A 200 quilómetros do Cabo de São Vicente, ao largo de Sagres, foi identificada uma fissura na placa tectónica que se está a formar há milhões de anos e que pode estar na origem dos grandes sismos que atingiram Lisboa, como o de 1755 e o de 1969. A descoberta resulta de um estudo da Faculdade de Ciências da Universidade de Lisboa, publicado na revista Nature Geosciences e citado pela revista especializada em economia e negócios Executive Digest.
A zona em causa é a Planície Abissal da Ferradura, localizada no Atlântico, próxima do Banco de Gorringe e na fronteira entre as placas Euro-asiática e Africana. Foi aí que teve origem o sismo de magnitude próxima de 8 na escala de Richter que, em 1969, abalou Lisboa e várias regiões do país.
O enigma da ausência de falhas visíveis
Até agora, os cientistas não conseguiam explicar como uma área plana e aparentemente estável poderia gerar tremores tão intensos. Nunca tinha sido encontrada ali uma falha de grandes dimensões capaz de justificar fenómenos como o de 1969 ou, ainda mais, o devastador sismo de 1755, com magnitude próxima de 9.
Segundo João Duarte, geólogo e professor da Faculdade de Ciências, citado pela mesma fonte, a resposta pode estar num processo chamado delaminação. Trata-se da separação horizontal da placa tectónica, como se fosse cortada em duas camadas: a inferior afunda-se lentamente em direção ao manto terrestre, enquanto a superior permanece estável à superfície.
Um processo invisível e lento
A fissura já terá atingido 200 quilómetros de profundidade, muito além dos 100 quilómetros habituais. No entanto, não é percetível a olho nu, pois a superfície marinha mantém-se inalterada. O fenómeno decorre há cinco a dez milhões de anos, de forma lenta mas constante.
A descoberta foi possível graças à instalação de sismómetros no fundo do mar durante oito meses. Estes registaram um conjunto de pequenos sismos a 30 e 40 quilómetros de profundidade, considerado anómalo. Com recurso a modelos computacionais, os investigadores conseguiram simular o processo e confirmar a hipótese.
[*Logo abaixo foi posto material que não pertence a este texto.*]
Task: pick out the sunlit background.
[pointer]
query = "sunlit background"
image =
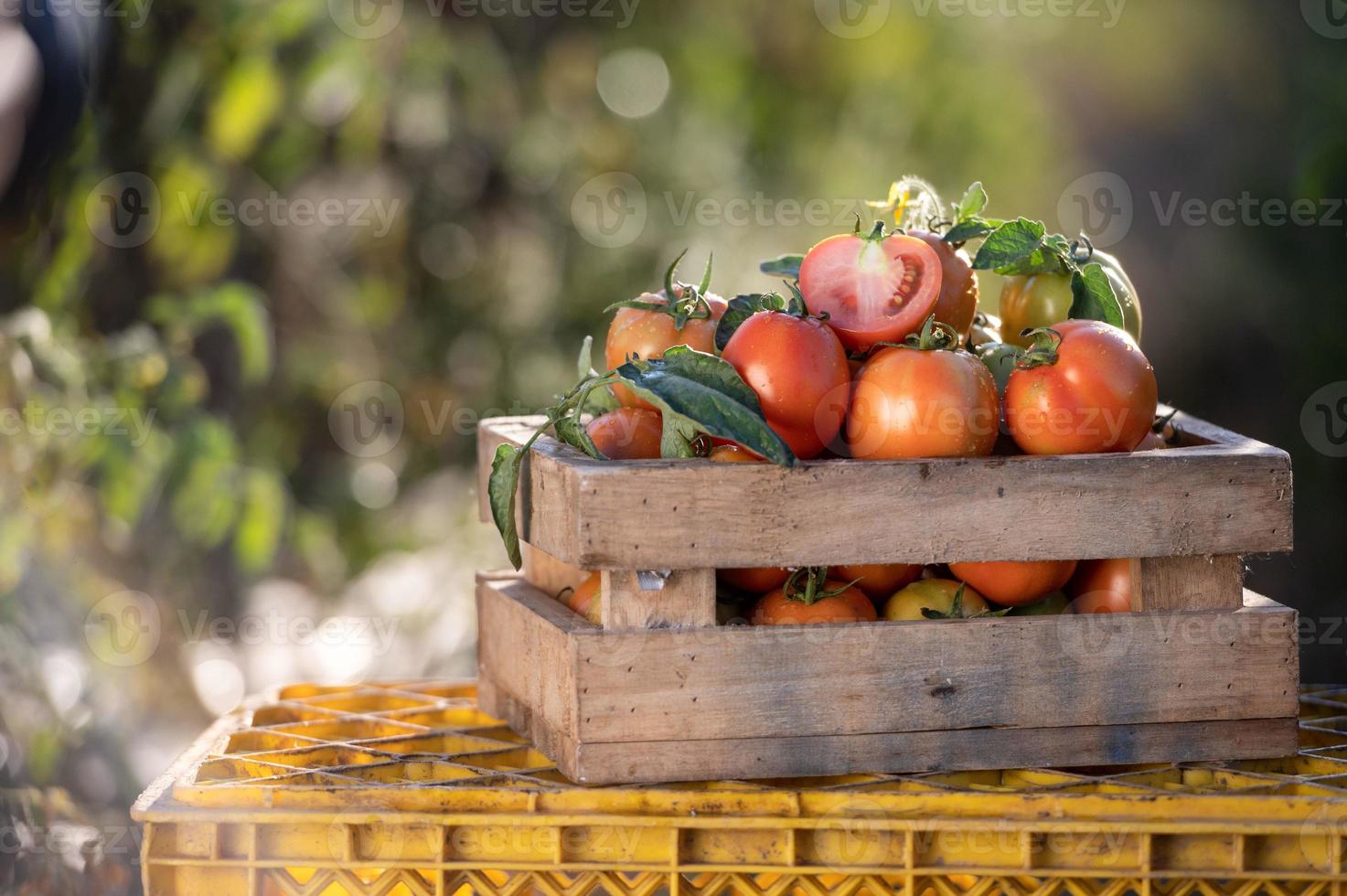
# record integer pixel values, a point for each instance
(302, 503)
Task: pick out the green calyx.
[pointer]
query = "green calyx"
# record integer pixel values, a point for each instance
(682, 301)
(808, 585)
(1042, 352)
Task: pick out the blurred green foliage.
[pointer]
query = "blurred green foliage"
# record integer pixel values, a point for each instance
(480, 131)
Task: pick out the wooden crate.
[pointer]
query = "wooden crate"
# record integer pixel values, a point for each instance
(1202, 670)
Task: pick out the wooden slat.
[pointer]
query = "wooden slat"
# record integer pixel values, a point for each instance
(549, 574)
(931, 751)
(1164, 583)
(687, 600)
(894, 677)
(1224, 497)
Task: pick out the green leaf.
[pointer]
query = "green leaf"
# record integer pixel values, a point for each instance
(500, 491)
(1094, 296)
(973, 202)
(786, 266)
(709, 395)
(1008, 244)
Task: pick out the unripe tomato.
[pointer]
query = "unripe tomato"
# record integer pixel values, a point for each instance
(1014, 583)
(1030, 302)
(935, 594)
(880, 581)
(850, 605)
(799, 371)
(1053, 603)
(958, 301)
(626, 434)
(873, 289)
(649, 335)
(1094, 391)
(1101, 586)
(916, 403)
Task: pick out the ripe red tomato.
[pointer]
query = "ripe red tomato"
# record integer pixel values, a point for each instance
(626, 434)
(799, 371)
(1094, 391)
(648, 335)
(850, 605)
(754, 580)
(923, 403)
(873, 289)
(879, 581)
(1014, 583)
(958, 301)
(1101, 586)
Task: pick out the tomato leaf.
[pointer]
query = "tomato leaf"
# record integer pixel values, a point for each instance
(598, 400)
(500, 489)
(570, 430)
(786, 266)
(705, 394)
(1010, 244)
(743, 306)
(974, 199)
(1094, 296)
(971, 228)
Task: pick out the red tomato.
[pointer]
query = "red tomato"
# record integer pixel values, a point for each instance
(648, 335)
(1014, 583)
(585, 599)
(851, 605)
(1096, 391)
(923, 403)
(1101, 586)
(754, 580)
(958, 302)
(759, 578)
(880, 581)
(873, 289)
(626, 434)
(799, 371)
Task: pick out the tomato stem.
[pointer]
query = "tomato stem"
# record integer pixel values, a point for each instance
(1044, 349)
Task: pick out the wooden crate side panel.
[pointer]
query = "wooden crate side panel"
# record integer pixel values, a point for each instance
(1019, 673)
(526, 662)
(1222, 494)
(1175, 501)
(934, 751)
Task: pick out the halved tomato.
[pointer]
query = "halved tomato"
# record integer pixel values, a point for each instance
(874, 289)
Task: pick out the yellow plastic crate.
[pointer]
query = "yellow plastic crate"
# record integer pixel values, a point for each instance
(409, 790)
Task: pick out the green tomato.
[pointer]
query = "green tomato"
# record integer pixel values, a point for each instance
(1000, 358)
(1053, 603)
(1042, 299)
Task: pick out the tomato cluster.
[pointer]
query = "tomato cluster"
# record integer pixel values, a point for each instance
(882, 356)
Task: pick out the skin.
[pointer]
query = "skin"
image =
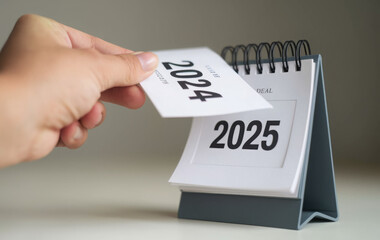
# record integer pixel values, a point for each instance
(52, 81)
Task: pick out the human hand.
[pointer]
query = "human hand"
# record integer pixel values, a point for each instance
(51, 80)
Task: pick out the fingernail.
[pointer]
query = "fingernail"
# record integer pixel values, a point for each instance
(78, 133)
(99, 119)
(147, 60)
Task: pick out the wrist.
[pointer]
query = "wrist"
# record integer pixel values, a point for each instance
(12, 126)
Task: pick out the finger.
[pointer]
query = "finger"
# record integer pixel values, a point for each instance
(123, 70)
(95, 117)
(74, 135)
(83, 40)
(130, 97)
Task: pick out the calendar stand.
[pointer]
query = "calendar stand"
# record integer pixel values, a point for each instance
(317, 196)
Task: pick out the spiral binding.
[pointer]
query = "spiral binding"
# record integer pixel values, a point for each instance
(282, 48)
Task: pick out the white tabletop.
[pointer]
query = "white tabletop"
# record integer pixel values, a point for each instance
(130, 198)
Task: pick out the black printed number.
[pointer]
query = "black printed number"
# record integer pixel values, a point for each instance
(190, 74)
(215, 143)
(237, 131)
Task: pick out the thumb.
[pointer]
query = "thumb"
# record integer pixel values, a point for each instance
(125, 69)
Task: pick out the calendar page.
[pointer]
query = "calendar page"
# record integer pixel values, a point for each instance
(197, 82)
(253, 153)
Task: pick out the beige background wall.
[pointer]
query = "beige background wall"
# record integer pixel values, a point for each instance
(346, 33)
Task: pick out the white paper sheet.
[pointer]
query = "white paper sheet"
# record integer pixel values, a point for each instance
(197, 82)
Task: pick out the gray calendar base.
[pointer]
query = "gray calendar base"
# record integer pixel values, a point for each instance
(317, 198)
(260, 211)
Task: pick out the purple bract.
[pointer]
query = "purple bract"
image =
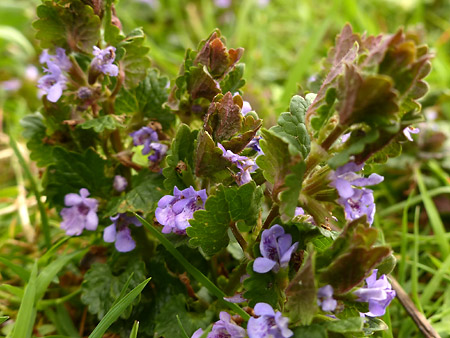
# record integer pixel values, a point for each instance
(276, 250)
(54, 82)
(120, 183)
(325, 298)
(270, 324)
(119, 233)
(226, 328)
(410, 130)
(357, 201)
(378, 293)
(174, 212)
(244, 164)
(81, 213)
(103, 61)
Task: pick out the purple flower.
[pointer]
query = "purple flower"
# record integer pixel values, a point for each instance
(174, 212)
(276, 250)
(198, 333)
(103, 61)
(410, 130)
(53, 83)
(357, 201)
(226, 328)
(325, 298)
(222, 3)
(158, 151)
(144, 136)
(119, 232)
(120, 183)
(60, 60)
(81, 214)
(378, 294)
(269, 324)
(244, 164)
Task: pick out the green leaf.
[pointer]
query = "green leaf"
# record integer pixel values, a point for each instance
(117, 310)
(51, 270)
(101, 123)
(283, 169)
(102, 286)
(301, 294)
(34, 131)
(135, 62)
(147, 99)
(261, 287)
(234, 81)
(67, 24)
(197, 274)
(291, 126)
(311, 331)
(86, 170)
(178, 172)
(143, 197)
(166, 320)
(134, 330)
(209, 227)
(354, 324)
(23, 326)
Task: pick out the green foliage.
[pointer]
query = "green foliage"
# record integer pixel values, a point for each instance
(230, 204)
(352, 256)
(167, 318)
(291, 126)
(142, 198)
(283, 169)
(261, 287)
(102, 286)
(86, 170)
(135, 62)
(34, 131)
(101, 123)
(67, 23)
(301, 294)
(178, 172)
(117, 310)
(147, 100)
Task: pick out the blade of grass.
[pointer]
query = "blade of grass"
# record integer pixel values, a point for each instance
(433, 215)
(415, 200)
(183, 331)
(414, 274)
(404, 242)
(135, 329)
(50, 271)
(21, 272)
(115, 311)
(27, 312)
(34, 187)
(197, 274)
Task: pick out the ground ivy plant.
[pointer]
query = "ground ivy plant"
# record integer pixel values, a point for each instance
(245, 231)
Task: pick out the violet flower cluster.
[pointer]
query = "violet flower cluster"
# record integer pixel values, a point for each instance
(174, 212)
(119, 233)
(244, 164)
(270, 324)
(276, 248)
(54, 81)
(356, 200)
(378, 293)
(325, 298)
(148, 137)
(81, 213)
(103, 61)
Energia libertada gera os sismos
Apesar de não se tratar de uma falha sísmica tradicional, esta estrutura é capaz de libertar energia suficiente para provocar grandes abalos, refere ainda a mesma fonte. Tal acontece porque o espaço aberto pela fratura não fica vazio, sendo preenchido por outras rochas, criando atrito e instabilidade.
A convergência das placas Africana e Euro-asiática funciona como dois livros que se sobrepõem: uma placa vai-se inserindo lentamente por baixo da outra, mantendo contacto e acumulando energia.
Implicações para o risco sísmico em Portugal
Para João Duarte, esta descoberta terá de ser considerada na avaliação da perigosidade sísmica no território nacional, já classificado como de risco elevado devido à confluência das duas placas. O investigador lembra que a nova geração de cabos submarinos de comunicações, que vai atravessar os arquipélagos dos Açores e da Madeira e a zona da Planície Abissal da Ferradura, poderá trazer uma oportunidade acrescida.
Estes cabos vão estar equipados com sensores sísmicos que permitirão monitorizar melhor a região e recolher mais dados, de acordo com a fonte anteriormente citada.
Papel da inteligência artificial
Embora prever sismos continue a ser impossível, João Duarte acredita que a inteligência artificial pode vir a ter um papel importante. A análise sistemática de milhares de pequenos sismos que ocorrem diariamente, também em Portugal, pode ajudar a compreender padrões e a antecipar riscos. “Se conseguirmos estudar de forma aprofundada os tremores mais pequenos, há alguma esperança de inferir o comportamento dos sismos de maior magnitude”, explicou o investigador, citado pela Executive Digest, sublinhando que os grandes eventos são raros e por isso mais difíceis de modelar.
A descoberta da fissura tectónica abre assim uma nova janela para compreender os fenómenos que, ao longo da história, marcaram Lisboa e o país com alguns dos sismos mais fortes da Europa.